When the meal was finished, she conducted Mathéus into his little bedroom, turned the bedclothes down herself, and satisfied herself that his cotton nightcap was under the pillow.

All was white, clean, neatly arranged; the china washhand-basin on the stand, the ewer of fresh water in the basin, the little glass shining between the two windows; the bookcase, containing the Anthropo-Zoology, in sixteen volumes, some Latin authors, and books of medicine carefully dated; everywhere might be recognised the attentive care of the vigilant housewife.

After having convinced herself that everything was in its place, Martha opened the door and wished her master “good night” in a voice so touching that the illustrious philosopher felt heartrent. He would have liked to have thrown himself upon the excellent woman’s neck, and said to her, “Martha—my good Martha—you cannot imagine how much Frantz Mathéus admires your courage and resignation. He predicts for you the highest future destiny!” That is what he would have liked to have said; but fear of a too pathetic scene calmed his deep emotion, and he contented himself by again gently enjoining her to give a double feed of oats to Bruno, and to wake him at daybreak.

The good woman went slowly away, and the illustrious Doctor Mathéus, happy in this first triumph, lay down in his feather-bed.

For a long time he could not close an eye; he recapitulated all the events of this memorable day, and the sublime consequences of the anthropo-zoological system; images, invocations, prosopopœia, linked themselves one with another in his luminous mind, until at last his eyelids drooped, and he sank into a profound sleep.

CHAPTER III.

The pale rays of dawn were dimly lighting the little town of Graufthal when Frantz Mathéus opened his eyes; the red cock of his neighbour Christina Bauer awoke him with its matutinal crow at the moment when Socrates and Pythagoras were placing crowns of imperishable flowers upon his head.

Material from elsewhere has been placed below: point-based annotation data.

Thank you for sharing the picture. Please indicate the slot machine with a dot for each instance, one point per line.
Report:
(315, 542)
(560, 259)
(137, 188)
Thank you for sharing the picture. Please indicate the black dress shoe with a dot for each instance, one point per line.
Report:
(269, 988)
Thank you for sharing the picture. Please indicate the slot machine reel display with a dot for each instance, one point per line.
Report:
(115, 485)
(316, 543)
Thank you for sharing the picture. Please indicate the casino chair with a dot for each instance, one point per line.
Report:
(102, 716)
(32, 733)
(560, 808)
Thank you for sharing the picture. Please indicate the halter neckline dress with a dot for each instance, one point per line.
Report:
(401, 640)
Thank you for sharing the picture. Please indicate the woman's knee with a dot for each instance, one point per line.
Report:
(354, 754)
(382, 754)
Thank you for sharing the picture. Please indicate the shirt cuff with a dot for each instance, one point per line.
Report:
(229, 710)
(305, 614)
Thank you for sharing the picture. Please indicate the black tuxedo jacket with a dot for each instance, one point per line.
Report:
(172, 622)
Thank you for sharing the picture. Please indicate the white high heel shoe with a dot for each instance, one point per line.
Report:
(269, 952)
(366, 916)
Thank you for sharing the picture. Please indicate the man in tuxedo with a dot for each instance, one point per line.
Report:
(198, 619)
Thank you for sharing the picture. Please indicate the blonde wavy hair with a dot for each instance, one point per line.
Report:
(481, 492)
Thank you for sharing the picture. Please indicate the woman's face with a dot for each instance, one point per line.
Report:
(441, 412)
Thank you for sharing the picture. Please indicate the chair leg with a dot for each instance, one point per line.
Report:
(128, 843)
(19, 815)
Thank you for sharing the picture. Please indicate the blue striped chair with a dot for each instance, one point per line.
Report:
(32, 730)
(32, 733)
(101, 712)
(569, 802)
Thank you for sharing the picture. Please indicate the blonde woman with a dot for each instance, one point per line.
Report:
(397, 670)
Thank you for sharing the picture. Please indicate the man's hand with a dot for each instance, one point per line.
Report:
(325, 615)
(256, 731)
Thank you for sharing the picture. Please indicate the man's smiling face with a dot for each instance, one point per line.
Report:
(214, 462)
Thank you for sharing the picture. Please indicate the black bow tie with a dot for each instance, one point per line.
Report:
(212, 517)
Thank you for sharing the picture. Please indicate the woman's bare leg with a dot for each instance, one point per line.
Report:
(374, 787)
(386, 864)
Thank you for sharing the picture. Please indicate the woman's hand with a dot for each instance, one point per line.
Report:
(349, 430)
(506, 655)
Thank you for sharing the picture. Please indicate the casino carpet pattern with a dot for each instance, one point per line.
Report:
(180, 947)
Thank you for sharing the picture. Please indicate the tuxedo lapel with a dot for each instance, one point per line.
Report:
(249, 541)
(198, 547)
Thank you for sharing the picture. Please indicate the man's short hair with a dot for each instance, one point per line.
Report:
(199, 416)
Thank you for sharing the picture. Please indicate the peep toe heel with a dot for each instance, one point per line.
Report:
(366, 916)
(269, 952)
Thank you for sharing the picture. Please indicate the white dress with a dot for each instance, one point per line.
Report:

This happy omen put him immediately into a good humour. He pulled on his breeches, and opened his window to breathe the free air. But judge of his surprise when he discovered, a few steps from the door, Jean-Claude Wachtmann, the schoolmaster, pacing to and fro, a paper in his hand, and making truly extraordinary gestures.

What increased the Doctor’s astonishment was to see that Jean-Claude had on his large Sunday coat, and that he wore his immense three-cornered hat and silver-buckled shoes.